Based upon our present results, active immunotherapy with the anti-idiotype vaccine racotumomab, targeting NeuGc-containing gangliosides, may be feasible in children with high-risk neuroblastoma. The wide expression of NeuGc-GM3 and the favorable toxicity profile of racotumomab [11-14] may make it an attractive option for clinical use. Our results were used as background for launching a Phase I evaluation of racotumomab in children with neuroectodermal tumors in our hospital. However, these results should be considered preliminary since a more detailed study on the expression of NeuGc-GM3 in different subsets of neuroblastoma is necessary. In addition, since expression of this gangliosides by neuroblastoma cells may be related to dietary uptake, different expression patterns in infants may be evident.

In our series, the use of preoperative chemotherapy may have changed the histopathological appearance and immunoreactivity. For instance, tumor cell subpopulations expressing NeuGc-GM3 may not be easily detectable in necrotic tumors after chemotherapy. As hypoxia-resistant cancer cells are known to have diminished response to chemotherapy, it is important to find potential target molecules for novel antitumor strategies [32]. In this context, resistant cancer cells could overexpress NeuGc-containing gangliosides under hypoxic conditions [33], but our study was not designed to assess this phenomenon. The ability of young children affected with neuroblastoma to develop an effective immune response to racotumomab vaccination may be limited, and this is also a focus of our current research.
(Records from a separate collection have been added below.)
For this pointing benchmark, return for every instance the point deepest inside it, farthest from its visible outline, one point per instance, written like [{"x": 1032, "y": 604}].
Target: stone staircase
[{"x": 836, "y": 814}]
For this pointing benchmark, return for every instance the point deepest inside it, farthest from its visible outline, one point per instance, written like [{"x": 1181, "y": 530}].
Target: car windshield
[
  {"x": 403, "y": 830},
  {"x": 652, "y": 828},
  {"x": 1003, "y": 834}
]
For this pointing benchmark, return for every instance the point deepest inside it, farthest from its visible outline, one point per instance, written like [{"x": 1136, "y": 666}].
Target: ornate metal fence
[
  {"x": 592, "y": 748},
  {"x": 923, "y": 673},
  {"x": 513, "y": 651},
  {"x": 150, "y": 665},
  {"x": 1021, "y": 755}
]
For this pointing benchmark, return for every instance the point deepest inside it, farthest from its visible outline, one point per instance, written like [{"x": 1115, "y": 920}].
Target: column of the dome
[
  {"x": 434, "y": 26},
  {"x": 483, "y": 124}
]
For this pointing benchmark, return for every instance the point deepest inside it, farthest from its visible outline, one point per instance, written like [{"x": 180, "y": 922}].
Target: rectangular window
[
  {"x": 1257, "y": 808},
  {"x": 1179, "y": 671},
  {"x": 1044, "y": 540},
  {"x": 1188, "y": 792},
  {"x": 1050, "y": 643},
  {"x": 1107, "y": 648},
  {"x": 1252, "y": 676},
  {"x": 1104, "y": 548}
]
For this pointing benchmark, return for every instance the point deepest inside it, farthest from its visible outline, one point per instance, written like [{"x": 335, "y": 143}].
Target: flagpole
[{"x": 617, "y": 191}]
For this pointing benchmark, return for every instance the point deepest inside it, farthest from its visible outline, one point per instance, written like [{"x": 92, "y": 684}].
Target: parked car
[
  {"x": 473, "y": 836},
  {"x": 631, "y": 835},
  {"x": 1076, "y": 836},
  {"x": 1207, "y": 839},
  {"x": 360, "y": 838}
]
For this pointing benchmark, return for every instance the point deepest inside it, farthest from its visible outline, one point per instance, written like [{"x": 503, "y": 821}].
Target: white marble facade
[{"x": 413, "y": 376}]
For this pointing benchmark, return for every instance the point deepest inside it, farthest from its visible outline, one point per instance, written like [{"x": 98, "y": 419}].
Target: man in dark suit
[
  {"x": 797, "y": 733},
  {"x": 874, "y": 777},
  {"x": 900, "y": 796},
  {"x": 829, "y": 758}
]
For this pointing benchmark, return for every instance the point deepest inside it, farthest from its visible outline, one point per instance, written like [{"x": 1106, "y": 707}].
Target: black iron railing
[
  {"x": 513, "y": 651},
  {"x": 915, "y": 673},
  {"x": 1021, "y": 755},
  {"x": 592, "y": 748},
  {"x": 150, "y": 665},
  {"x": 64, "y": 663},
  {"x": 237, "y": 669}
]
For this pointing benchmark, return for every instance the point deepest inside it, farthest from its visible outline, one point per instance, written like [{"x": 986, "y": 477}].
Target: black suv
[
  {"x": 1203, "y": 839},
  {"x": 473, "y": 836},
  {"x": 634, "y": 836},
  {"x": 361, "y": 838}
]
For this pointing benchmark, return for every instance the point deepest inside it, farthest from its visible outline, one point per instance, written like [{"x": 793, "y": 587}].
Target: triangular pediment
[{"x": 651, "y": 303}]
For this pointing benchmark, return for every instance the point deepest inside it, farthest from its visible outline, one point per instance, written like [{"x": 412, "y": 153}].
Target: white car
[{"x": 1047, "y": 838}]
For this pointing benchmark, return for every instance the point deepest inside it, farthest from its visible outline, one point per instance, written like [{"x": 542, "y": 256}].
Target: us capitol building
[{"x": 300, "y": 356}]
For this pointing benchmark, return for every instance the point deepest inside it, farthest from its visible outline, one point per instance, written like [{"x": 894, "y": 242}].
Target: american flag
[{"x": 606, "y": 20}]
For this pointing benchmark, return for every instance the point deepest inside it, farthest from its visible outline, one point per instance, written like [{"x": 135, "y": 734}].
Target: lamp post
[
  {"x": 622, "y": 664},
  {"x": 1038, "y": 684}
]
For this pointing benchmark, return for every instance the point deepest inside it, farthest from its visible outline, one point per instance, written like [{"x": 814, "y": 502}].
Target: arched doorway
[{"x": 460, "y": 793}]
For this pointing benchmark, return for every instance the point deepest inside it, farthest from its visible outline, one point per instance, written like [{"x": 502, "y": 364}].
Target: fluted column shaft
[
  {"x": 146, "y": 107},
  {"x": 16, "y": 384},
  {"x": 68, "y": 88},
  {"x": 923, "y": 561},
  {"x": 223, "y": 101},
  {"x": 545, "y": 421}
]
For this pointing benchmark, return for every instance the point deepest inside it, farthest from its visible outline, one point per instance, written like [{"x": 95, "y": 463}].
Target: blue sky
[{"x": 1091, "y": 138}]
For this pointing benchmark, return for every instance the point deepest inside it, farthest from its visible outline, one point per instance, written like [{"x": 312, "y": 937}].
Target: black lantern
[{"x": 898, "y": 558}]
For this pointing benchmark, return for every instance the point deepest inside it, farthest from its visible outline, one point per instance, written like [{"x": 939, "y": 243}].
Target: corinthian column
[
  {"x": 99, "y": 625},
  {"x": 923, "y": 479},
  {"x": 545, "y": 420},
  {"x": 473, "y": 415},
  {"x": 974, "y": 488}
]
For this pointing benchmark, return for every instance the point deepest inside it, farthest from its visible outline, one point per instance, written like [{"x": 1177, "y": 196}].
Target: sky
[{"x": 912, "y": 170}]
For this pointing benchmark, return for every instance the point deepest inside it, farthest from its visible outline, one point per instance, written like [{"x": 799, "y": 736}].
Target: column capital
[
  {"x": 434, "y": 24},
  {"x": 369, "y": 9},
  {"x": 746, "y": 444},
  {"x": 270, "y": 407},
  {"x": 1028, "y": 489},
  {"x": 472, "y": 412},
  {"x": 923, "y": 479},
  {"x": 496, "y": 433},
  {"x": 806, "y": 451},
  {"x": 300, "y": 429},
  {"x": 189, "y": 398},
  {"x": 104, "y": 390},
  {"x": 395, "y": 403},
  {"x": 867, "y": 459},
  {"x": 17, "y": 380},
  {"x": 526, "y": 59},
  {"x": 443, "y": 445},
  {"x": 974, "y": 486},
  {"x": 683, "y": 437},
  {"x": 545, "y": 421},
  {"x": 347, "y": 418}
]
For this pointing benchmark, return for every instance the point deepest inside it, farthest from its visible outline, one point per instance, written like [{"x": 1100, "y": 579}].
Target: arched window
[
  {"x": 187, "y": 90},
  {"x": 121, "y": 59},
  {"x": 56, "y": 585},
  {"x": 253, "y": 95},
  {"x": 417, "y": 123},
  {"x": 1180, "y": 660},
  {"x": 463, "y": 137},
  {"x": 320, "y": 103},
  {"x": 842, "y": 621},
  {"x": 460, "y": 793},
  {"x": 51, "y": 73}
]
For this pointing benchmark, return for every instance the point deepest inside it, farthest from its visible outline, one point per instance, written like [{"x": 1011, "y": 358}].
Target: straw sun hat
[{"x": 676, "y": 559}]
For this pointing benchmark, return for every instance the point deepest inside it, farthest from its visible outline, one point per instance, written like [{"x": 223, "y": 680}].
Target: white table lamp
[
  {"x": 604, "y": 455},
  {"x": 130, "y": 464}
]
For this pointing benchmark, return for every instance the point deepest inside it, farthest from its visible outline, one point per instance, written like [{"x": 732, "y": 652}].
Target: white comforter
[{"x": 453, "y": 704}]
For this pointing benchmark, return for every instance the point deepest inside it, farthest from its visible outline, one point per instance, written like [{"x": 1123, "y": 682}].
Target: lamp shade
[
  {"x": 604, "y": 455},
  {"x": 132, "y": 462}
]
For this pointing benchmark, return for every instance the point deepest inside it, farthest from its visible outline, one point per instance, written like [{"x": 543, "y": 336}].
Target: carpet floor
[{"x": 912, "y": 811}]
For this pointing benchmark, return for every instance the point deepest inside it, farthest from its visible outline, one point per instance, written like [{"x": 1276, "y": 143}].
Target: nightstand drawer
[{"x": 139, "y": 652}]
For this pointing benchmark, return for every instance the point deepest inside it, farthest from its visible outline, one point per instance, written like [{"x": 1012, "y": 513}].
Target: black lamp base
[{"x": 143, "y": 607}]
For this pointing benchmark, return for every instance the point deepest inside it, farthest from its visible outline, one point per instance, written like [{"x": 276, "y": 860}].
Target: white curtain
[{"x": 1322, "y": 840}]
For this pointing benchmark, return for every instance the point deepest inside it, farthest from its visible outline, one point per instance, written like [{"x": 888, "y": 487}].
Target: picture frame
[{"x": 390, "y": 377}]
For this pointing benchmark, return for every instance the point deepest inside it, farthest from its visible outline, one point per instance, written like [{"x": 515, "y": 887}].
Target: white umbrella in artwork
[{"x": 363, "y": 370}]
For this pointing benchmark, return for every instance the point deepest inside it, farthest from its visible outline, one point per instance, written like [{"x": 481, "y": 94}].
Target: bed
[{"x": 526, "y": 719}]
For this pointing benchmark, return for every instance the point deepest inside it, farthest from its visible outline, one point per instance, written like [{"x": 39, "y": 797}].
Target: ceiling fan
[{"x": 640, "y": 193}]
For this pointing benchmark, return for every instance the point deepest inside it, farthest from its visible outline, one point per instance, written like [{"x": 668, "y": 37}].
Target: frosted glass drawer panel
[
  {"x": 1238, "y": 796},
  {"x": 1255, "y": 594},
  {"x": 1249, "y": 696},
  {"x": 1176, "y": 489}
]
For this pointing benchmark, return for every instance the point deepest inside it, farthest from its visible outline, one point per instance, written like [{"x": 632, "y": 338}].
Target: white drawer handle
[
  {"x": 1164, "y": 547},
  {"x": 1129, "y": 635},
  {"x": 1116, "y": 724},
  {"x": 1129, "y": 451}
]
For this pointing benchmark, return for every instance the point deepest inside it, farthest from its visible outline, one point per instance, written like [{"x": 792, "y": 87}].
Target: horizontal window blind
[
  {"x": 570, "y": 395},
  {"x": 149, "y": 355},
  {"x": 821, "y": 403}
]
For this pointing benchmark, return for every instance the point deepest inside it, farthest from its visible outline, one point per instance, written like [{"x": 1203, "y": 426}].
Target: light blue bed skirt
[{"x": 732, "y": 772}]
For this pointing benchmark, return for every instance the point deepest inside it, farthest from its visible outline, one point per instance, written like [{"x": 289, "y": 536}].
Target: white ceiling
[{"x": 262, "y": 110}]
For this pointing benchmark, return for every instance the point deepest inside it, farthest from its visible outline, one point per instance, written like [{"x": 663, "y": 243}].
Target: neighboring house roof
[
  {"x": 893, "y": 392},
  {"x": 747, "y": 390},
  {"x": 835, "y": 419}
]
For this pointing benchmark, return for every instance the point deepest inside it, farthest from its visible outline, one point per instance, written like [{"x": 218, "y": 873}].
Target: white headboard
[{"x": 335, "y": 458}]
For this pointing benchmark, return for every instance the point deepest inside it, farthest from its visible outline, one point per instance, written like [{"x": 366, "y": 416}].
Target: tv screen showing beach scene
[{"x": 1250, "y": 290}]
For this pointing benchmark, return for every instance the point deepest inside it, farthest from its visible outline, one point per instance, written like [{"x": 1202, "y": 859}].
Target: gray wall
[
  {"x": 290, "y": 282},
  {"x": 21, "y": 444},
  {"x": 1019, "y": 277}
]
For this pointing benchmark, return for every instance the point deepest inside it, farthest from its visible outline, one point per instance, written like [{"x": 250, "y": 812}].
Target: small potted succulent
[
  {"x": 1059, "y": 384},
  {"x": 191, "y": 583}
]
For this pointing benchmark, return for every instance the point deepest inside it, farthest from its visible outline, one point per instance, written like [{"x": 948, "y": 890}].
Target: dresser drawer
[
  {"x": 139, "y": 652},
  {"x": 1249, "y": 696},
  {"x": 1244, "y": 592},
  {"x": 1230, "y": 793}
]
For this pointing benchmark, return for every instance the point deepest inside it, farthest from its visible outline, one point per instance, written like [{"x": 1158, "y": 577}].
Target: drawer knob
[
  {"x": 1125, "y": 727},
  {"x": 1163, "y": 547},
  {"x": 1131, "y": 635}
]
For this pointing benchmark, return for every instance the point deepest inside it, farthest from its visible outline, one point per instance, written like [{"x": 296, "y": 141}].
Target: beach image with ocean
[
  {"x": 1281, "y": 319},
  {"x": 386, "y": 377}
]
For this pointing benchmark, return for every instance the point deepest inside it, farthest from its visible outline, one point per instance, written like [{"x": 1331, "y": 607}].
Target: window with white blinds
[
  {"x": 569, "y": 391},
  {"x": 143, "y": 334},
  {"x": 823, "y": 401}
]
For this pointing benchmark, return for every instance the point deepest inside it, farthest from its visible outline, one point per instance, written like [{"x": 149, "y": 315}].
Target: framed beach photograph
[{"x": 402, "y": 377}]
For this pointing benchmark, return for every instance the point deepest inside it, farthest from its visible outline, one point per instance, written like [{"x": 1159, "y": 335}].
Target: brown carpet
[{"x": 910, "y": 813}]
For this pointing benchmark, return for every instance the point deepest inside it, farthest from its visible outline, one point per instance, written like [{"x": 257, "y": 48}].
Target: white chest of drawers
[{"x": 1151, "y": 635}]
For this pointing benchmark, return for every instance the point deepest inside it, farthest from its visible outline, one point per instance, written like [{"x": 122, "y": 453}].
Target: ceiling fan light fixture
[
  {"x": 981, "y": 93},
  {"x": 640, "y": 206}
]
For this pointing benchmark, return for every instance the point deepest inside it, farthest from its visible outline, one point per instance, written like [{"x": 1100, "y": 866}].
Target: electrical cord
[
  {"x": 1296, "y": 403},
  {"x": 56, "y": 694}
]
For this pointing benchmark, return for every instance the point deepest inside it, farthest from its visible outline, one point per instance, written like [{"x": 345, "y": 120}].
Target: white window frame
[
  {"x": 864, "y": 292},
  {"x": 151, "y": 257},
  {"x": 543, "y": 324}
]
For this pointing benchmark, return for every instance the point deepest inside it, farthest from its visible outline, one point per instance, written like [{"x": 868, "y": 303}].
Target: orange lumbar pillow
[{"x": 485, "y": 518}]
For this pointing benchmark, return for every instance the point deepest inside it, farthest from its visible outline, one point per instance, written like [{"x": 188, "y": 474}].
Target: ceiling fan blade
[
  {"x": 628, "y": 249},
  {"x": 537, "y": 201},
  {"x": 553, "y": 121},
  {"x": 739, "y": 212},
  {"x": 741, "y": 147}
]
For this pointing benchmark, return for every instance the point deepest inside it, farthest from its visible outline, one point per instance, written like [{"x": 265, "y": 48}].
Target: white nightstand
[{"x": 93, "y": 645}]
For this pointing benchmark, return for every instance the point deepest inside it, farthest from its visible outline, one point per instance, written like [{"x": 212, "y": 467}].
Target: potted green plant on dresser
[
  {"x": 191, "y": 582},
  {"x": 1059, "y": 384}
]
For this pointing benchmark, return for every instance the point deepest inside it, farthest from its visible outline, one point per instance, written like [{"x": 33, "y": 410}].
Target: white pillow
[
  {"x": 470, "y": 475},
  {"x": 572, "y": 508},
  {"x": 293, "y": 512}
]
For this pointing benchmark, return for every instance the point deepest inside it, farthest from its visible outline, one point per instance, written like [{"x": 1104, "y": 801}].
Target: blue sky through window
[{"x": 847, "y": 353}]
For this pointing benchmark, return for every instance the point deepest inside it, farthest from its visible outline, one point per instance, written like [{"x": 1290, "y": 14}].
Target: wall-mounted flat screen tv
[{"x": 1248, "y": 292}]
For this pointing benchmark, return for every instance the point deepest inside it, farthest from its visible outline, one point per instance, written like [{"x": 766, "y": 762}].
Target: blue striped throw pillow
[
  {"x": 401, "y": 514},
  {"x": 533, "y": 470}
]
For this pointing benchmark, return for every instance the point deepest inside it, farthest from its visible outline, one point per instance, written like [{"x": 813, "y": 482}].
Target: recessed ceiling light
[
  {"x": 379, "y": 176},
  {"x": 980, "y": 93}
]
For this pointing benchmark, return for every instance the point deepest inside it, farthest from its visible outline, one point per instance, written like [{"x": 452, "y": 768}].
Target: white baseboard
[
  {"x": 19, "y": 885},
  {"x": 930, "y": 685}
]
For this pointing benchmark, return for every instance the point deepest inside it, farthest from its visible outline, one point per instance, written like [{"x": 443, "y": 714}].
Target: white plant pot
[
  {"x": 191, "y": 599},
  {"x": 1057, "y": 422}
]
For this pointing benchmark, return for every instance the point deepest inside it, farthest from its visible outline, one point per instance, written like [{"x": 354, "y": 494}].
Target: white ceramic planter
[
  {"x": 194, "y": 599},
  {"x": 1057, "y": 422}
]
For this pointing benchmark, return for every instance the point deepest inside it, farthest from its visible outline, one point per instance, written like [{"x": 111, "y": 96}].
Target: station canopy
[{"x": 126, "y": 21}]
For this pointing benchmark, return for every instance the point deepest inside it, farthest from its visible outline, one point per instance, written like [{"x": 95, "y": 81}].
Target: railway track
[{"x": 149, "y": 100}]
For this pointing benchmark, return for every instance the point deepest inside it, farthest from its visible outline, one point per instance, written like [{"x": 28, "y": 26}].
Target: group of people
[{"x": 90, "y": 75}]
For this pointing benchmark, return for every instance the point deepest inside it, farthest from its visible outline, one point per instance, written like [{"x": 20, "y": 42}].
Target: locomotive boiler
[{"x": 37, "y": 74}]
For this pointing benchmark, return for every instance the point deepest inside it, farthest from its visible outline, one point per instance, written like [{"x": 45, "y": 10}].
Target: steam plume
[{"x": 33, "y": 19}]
In contrast to GD2 that is normally expressed in neural tissue of young children, NeuGc-containing gangliosides, including NeuGc-GM3, are virtually absent in normal human tissues, making these gangliosides immunogenic. In fact, antibodies that recognize NeuGc residues appear after administration of animal serum to humans [34]. Therefore, NeuGc-targeted immunotherapy may be considered an interesting candidate in neuroblastoma or other pediatric tumors such as ESFT. Although the number of cases is small, the present characterization of a specific neoantigen in neuroectodermal tumors may be of value for the design of immunotherapeutic protocols.